Now “February 2013 Snow” has three subfolders, one for each February snowstorm. Who knew? Last year one brief January snow had to do for the whole winter. My Yaktrax never came out of the drawer. It’s only February 18 — over a month till the spring equinox. What next?
I like waking up to a world that looks entirely different from when I went to bed.
I walk the same paths several times a week. Other people walk them too. After it snows, it’s as if no human has been that way before. The ordinarily invisible passage of rabbits and cats, though, is revealed to the world.
This February’s storms have fallen mostly on weekends. The kids probably miss having snow days, but they won’t miss having to make them up in June. One of my neighbors goes to school off-island. She missed one day because the boats weren’t running.

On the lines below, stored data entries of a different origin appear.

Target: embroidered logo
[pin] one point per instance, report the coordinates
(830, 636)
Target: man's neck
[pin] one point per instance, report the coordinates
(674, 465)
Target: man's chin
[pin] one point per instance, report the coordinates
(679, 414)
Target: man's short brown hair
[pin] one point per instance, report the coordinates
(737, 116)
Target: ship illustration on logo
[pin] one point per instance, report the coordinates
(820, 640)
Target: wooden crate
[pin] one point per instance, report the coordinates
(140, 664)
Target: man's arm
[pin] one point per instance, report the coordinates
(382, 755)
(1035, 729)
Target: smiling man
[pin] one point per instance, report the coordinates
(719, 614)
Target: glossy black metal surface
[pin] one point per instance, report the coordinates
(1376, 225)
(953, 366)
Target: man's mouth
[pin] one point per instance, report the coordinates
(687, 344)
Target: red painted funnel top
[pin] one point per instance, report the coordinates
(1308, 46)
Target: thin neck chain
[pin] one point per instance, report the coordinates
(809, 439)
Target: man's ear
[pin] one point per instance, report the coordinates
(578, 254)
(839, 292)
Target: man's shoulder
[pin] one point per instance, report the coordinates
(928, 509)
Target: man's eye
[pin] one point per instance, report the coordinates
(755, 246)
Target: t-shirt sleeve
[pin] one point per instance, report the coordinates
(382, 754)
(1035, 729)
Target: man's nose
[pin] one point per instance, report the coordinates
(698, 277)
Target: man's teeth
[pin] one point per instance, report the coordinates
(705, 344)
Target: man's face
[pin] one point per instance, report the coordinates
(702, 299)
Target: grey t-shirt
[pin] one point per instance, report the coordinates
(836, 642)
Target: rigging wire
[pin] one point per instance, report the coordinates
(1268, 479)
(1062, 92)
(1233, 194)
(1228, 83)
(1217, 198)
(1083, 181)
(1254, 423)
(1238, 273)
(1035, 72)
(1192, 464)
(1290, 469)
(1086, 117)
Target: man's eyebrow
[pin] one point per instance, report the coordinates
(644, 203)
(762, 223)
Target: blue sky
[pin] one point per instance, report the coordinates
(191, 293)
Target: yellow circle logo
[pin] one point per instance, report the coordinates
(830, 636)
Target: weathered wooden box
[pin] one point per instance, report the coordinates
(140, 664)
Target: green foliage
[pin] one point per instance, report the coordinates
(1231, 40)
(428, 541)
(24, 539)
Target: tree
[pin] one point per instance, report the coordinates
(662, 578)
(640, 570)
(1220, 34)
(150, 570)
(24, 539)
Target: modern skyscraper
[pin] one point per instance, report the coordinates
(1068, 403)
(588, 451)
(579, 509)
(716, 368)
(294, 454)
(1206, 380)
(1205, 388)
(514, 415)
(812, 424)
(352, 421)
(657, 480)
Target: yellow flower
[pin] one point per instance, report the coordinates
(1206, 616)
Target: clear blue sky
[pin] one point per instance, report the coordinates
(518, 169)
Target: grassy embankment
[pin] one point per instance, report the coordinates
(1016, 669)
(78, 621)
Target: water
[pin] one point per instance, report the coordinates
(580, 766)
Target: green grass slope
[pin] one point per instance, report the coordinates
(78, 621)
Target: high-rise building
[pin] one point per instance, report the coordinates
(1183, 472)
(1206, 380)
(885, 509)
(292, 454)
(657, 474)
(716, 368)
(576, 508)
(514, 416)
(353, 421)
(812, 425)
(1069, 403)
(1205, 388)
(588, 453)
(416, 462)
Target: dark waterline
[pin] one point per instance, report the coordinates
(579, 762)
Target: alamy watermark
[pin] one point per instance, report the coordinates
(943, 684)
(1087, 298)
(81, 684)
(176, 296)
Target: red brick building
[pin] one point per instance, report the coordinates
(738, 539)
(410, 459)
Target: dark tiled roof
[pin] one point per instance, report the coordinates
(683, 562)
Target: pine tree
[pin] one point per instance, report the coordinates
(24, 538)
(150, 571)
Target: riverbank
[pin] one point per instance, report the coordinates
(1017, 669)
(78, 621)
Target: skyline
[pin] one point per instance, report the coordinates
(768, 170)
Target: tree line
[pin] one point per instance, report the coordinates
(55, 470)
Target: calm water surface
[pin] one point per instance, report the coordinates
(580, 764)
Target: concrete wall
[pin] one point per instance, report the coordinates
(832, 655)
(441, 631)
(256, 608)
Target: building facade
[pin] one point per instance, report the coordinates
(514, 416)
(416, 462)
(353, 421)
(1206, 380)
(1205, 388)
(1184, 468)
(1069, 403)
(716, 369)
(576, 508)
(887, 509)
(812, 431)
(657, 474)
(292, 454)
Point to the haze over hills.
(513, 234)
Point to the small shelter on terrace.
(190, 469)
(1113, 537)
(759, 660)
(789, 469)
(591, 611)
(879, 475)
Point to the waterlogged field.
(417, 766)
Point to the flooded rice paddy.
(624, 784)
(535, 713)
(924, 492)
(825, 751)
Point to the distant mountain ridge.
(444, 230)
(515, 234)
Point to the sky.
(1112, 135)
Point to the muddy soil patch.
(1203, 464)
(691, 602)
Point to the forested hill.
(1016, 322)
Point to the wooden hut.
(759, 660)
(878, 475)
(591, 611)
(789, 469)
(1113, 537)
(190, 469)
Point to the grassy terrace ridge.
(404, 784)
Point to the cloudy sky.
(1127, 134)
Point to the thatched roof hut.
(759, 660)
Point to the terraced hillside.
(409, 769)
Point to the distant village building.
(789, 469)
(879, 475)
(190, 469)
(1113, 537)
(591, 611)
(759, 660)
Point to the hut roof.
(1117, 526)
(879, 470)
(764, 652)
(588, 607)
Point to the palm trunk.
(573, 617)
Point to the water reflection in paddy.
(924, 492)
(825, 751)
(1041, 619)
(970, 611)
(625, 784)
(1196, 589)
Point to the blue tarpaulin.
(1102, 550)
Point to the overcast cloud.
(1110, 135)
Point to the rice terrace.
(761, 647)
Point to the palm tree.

Travvy likes running in the snow. He also likes sleeping on my bed. The late Rhodry Malamutt liked to sleep curled up outside in the falling snow. After a while he’d look like a powdered-sugar doughnut. Travvy sticks his nose out the door. If snow is falling or wind is blowing, he backs up and finds somewhere dry to sleep.
Making a snow angel is hard when you’ve got a dog in tow and there’s no one around to help you up. Nevertheless, I gave it my best effort.
Snow creates the world anew, but the end of this particular day was pretty spectacular.
After Trav finished his supper — when it comes to Trav and food, “in the blink of an eye” can be taken almost literally — we headed out for a walk. One look at the sky and I went back for my point-and-shoot.
And probably my favorite of all . . .This is last night’s sunset reflected in my west-facing window. Memo to self: When leaving the house, it’s OK to look back. You won’t turn into a pillar of salt, and you won’t get stuck with Hades.